Der Wiederhersteller der katholischen Kirche in Frankreich, der erste Napoleon, hatte weise vorgesehen, daß eine gänzliche Trennung der Kirche vom Staate die nothwendigen Bedingungen des letzteren gefährden könne. In seiner mit dem Papste im Jahre 1802 geschlossenen Convention und in den dieselbe begleitenden organischen Artikeln hatte er deshalb dem Staate einen wesentlichen Einfluß zur Verhütung eines mißbräuchlichen Umsichgreifens der Kirche gesichert. Diese Convention galt auch in der von Frankreich eroberten Rheinprovinz, nach deren Abtretung an Preußen aber trat dem römischen Stuhle gegenüber eine mildere, nachgiebigere Praxis ein.

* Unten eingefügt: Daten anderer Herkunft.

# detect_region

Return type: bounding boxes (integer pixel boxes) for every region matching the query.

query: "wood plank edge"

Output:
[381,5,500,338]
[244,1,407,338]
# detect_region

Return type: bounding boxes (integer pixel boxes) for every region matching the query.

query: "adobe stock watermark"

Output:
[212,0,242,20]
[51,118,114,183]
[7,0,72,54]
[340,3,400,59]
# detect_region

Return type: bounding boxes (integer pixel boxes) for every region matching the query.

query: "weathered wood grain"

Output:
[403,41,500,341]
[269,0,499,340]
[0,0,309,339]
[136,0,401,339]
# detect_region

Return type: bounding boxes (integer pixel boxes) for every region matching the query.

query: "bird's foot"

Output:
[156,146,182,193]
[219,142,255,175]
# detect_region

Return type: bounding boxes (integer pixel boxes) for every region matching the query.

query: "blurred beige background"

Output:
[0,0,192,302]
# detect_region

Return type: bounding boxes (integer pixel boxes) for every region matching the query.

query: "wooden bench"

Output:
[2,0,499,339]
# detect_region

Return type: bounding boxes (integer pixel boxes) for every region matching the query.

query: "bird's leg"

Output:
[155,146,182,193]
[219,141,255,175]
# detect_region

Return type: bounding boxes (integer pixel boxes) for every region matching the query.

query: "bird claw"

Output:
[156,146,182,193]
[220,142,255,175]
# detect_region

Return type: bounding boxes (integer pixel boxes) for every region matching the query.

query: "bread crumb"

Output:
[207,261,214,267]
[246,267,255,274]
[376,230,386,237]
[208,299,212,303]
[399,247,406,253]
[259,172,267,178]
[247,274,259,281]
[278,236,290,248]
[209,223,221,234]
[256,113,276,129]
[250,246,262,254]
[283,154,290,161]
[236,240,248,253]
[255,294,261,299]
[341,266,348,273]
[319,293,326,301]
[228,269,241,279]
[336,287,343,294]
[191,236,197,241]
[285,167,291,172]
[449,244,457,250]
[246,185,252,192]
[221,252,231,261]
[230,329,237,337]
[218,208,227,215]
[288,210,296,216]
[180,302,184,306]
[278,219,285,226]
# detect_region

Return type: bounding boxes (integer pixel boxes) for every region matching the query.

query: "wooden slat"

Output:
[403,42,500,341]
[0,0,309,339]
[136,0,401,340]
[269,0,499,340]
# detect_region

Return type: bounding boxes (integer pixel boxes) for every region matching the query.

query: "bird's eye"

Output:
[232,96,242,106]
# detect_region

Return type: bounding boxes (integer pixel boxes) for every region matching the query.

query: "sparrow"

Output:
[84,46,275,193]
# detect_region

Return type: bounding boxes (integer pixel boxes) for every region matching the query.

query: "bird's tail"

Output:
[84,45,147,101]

Bis in das zweite Jahrzehnt nach der Besitznahme der wiedereroberten Provinzen wurde der Friede zwischen Staat und Kirche nicht wesentlich gestört. Auf dem erzbischöflichen Stuhle zu Köln saß ein Mann von milder Gesinnung und staatsmännischer Bildung, der Graf Spiegel zum Desenberg. Dieser trug wesentlich zur Erhaltung des Friedens bei, und insbesondere gelang es durch seine Beihülfe eine Divergenz zu beseitigen, welche in Betreff der gemischten Ehen entstanden war. In den alten Provinzen bestanden gesetzliche Vorschriften über die confessionelle Erziehung der Kinder aus solchen Ehen, welche auch auf die neuen Provinzen gesetzlich ausgedehnt wurden. Nach und nach fing die katholische Geistlichkeit an, strengere Saiten aufzuziehen und namentlich von den Brautleuten als Bedingung der Eheschließung das Versprechen der katholischen Confession der in der Ehe zu erzielenden Kinder zu fordern. Dieser Conflict führte zu Verhandlungen mit dem Papste und in deren Folge zum Erlasse eines päpstlichen Breve, worin zwar von einer ernstlichen Abmahnung und Belehrung des katholischen Theiles über ein solches „Verbrechen“ gegen die Kirche, wenn Katholiken, wie es in der beigefügten Instruction des Cardinals Albani heißt, „schändlich von unsinniger Liebe wahnsinnig

  1. Mit diesem ersten Artikel eröffnen wir eine Reihe von Aufsätzen über das wichtige Thema, die wir der Feder eines Mannes verdanken, dessen Name weit über die Grenzen Preußens hinaus ein hochgefeierter ist.
    D. Red.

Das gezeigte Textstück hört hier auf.